The cuisine of Hong Kong can best be described as a type of eclectic cuisine with extensive influences from Cantonese cuisine and parts of non-Cantonese-speaking China (especially Chaozhou, Dongjiang, Fujian and the Yangtze River Delta), Western world, Japan, and Southeast Asia. Due to Hong Kong's past as a British colony and long history of being an international city of commerce. From the roadside stalls to the most upscale restaurants, Hong Kong provides an unlimited variety of food in every class. Complex combinations and international gourmet expertise have given Hong Kong the reputable labels of "Gourmet Paradise" and "World's Fair of Food" .
Background
Modern Hong Kong has a predominantly service-based economy, and restaurant businesses serve as a main economic contributor. With the third-densest population per square meters in the world and serving a population of 7 million, Hong Kong is host to a restaurant industry in which competition is cutthroat. Due to its small geographical size, Hong Kong contains a high number of restaurants per unit area.
With Chinese ethnicity making up 98% of the resident population, Chinese cuisine is naturally served at home. A majority of Chinese in Hong Kong are Cantonese in addition to sizeable numbers of Hakka, Teochew and Shanghainese people, and home dishes are Cantonese with occasional mixes of the other three types of cuisines. Rice is predominantly the main staple for home meals. Home ingredients are picked up from local grocery stores and independent produce shops, although supermarkets have become progressively more popular.

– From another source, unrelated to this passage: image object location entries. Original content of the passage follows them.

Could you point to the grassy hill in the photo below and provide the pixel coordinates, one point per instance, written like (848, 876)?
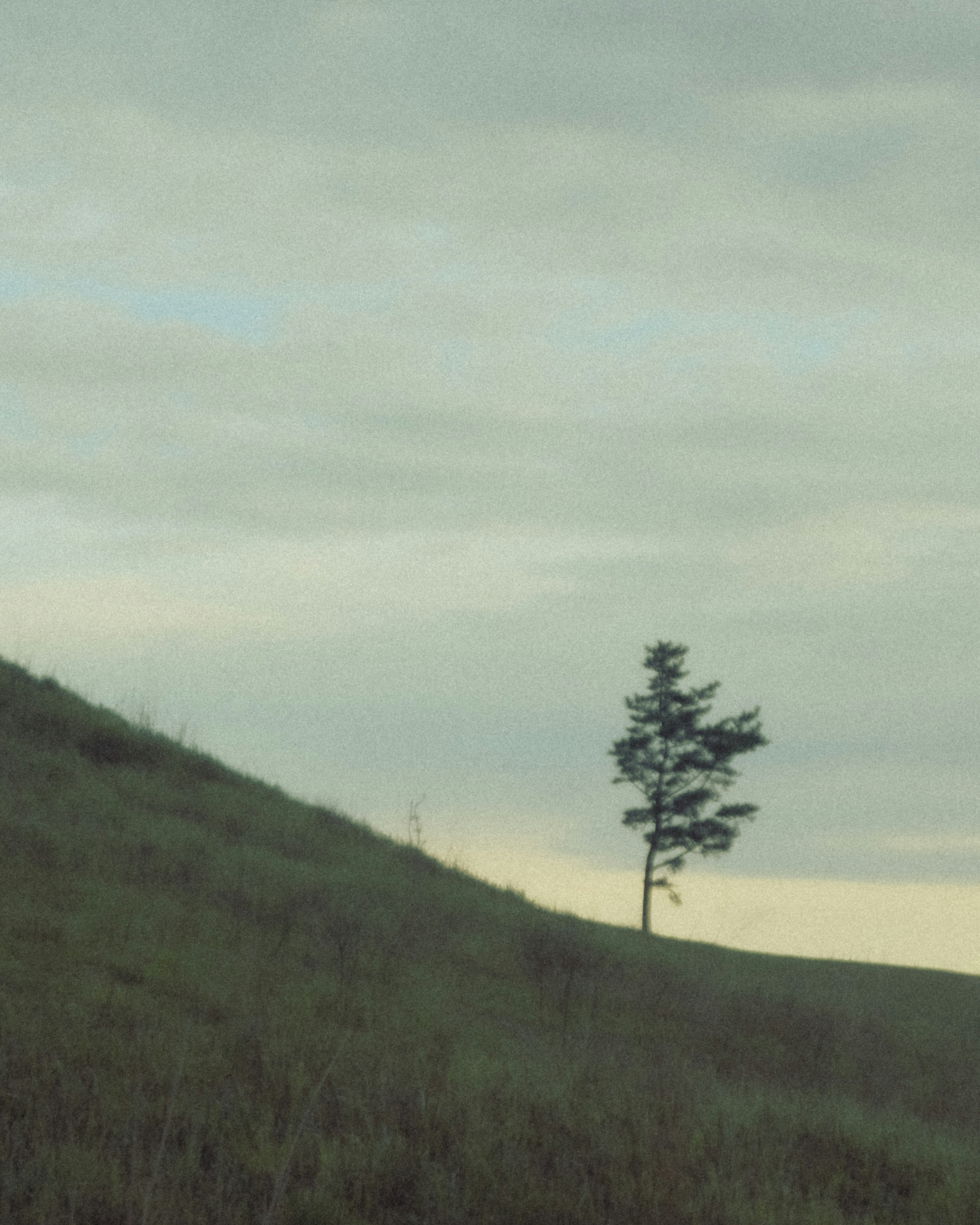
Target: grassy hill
(222, 1005)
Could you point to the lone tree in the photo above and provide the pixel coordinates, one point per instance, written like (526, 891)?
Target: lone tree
(680, 766)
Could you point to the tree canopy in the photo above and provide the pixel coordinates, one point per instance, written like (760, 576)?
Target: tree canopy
(680, 765)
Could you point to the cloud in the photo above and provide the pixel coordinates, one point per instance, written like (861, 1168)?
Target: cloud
(99, 612)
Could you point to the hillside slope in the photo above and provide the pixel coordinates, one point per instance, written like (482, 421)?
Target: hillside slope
(220, 1005)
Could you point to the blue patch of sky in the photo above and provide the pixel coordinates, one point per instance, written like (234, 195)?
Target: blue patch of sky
(247, 318)
(16, 419)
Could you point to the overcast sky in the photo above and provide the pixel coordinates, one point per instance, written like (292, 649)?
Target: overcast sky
(377, 381)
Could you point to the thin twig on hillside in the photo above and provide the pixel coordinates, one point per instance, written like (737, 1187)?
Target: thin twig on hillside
(277, 1194)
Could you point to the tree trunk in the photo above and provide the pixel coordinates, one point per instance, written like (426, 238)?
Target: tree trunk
(647, 886)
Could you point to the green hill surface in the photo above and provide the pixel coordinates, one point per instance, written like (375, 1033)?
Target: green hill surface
(222, 1005)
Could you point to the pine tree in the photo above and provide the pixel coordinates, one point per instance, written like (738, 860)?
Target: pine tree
(680, 766)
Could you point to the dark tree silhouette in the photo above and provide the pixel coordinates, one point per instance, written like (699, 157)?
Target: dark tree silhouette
(680, 766)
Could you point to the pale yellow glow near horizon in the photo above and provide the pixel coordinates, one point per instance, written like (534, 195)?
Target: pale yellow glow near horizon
(934, 926)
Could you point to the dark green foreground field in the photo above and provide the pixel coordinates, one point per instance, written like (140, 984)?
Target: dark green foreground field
(222, 1005)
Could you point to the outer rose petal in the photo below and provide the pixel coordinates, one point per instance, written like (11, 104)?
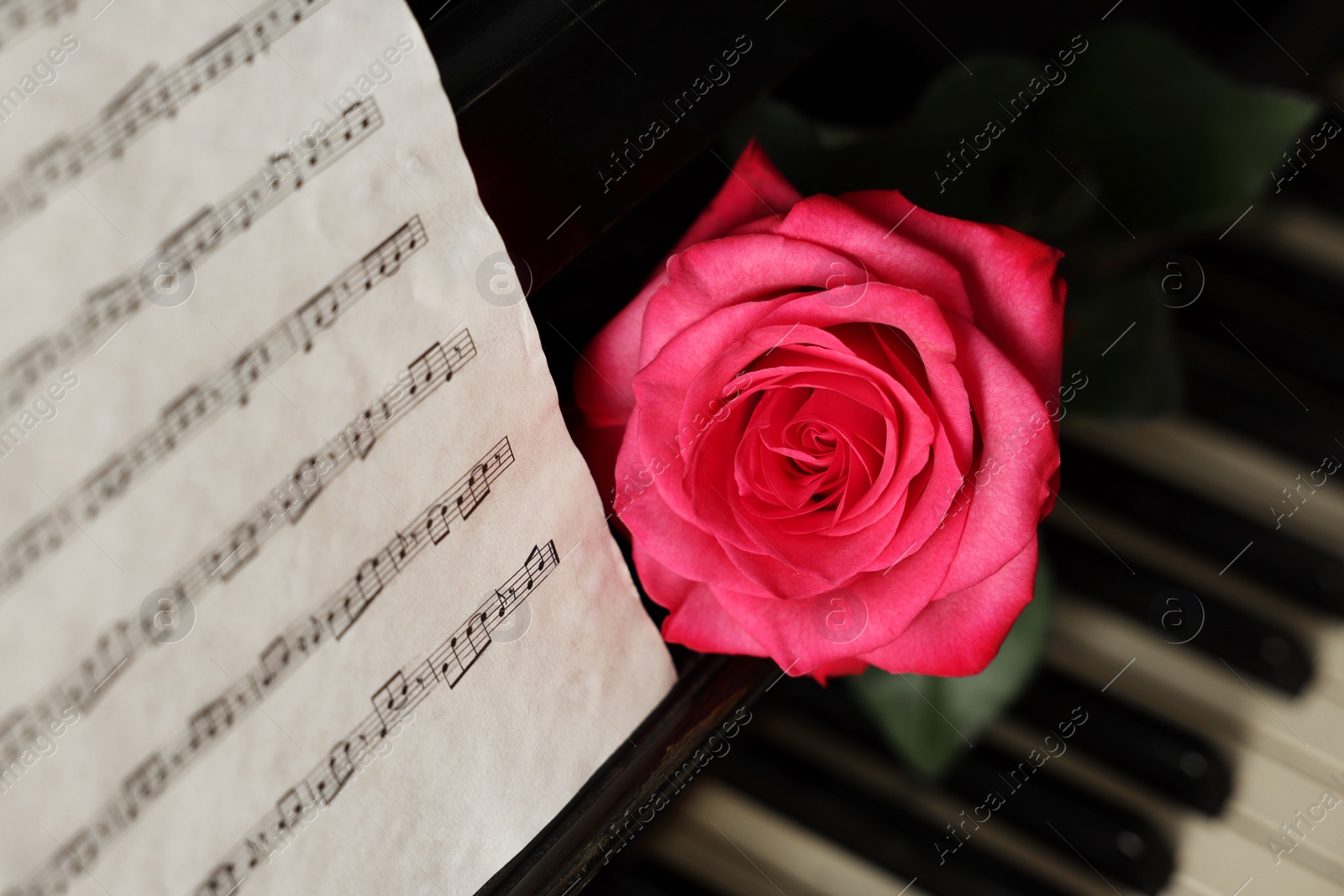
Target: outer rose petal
(1015, 296)
(602, 378)
(696, 618)
(961, 633)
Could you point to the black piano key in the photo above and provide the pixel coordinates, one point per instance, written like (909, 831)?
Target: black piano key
(644, 878)
(1277, 558)
(1113, 840)
(1176, 763)
(1269, 271)
(1250, 644)
(1225, 390)
(879, 831)
(1278, 329)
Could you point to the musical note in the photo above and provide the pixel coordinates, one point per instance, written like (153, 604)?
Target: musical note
(393, 703)
(147, 782)
(194, 409)
(17, 16)
(423, 369)
(275, 660)
(327, 624)
(477, 490)
(390, 700)
(239, 543)
(111, 305)
(360, 593)
(210, 721)
(148, 98)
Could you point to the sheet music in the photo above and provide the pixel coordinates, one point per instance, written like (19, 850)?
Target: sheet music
(302, 586)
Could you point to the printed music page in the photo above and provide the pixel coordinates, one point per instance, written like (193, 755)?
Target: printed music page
(304, 587)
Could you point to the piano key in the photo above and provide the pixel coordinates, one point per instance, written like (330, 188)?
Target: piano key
(1296, 567)
(1227, 469)
(1207, 577)
(1116, 653)
(1202, 844)
(1213, 856)
(1117, 842)
(1252, 644)
(719, 836)
(880, 829)
(1229, 387)
(1280, 327)
(1167, 758)
(1265, 794)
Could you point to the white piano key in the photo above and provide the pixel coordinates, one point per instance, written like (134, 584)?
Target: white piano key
(726, 840)
(1196, 692)
(1265, 795)
(1227, 469)
(1323, 633)
(938, 808)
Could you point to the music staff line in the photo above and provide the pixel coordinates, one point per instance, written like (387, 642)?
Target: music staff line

Traditional Chinese preference of food freshness means grocery shopping happens much more frequently, and in small quantities, for Hong Kong's population than the Western world. Take-out and dining out is also very common, since people are often too busy to cook with an average 47-hour work week.
History
19th century: Colonial origins
The cuisine of Hong Kong traces its origins to its founding as a British colonial outpost in 1841. Soon after the colony was founded, many British and other Western merchants along with Chinese from nearby Guangzhou flocked there to conduct business. Initially, much of Hong Kong society was segregated into expatriate Westerners, a majority of working class Chinese coolies, Chinese farmers and fishermen, and Chinese merchants. The simple peasant cuisine was rudimentary compared to the cuisine of 19th century Canton (now commonly known as Guangzhou).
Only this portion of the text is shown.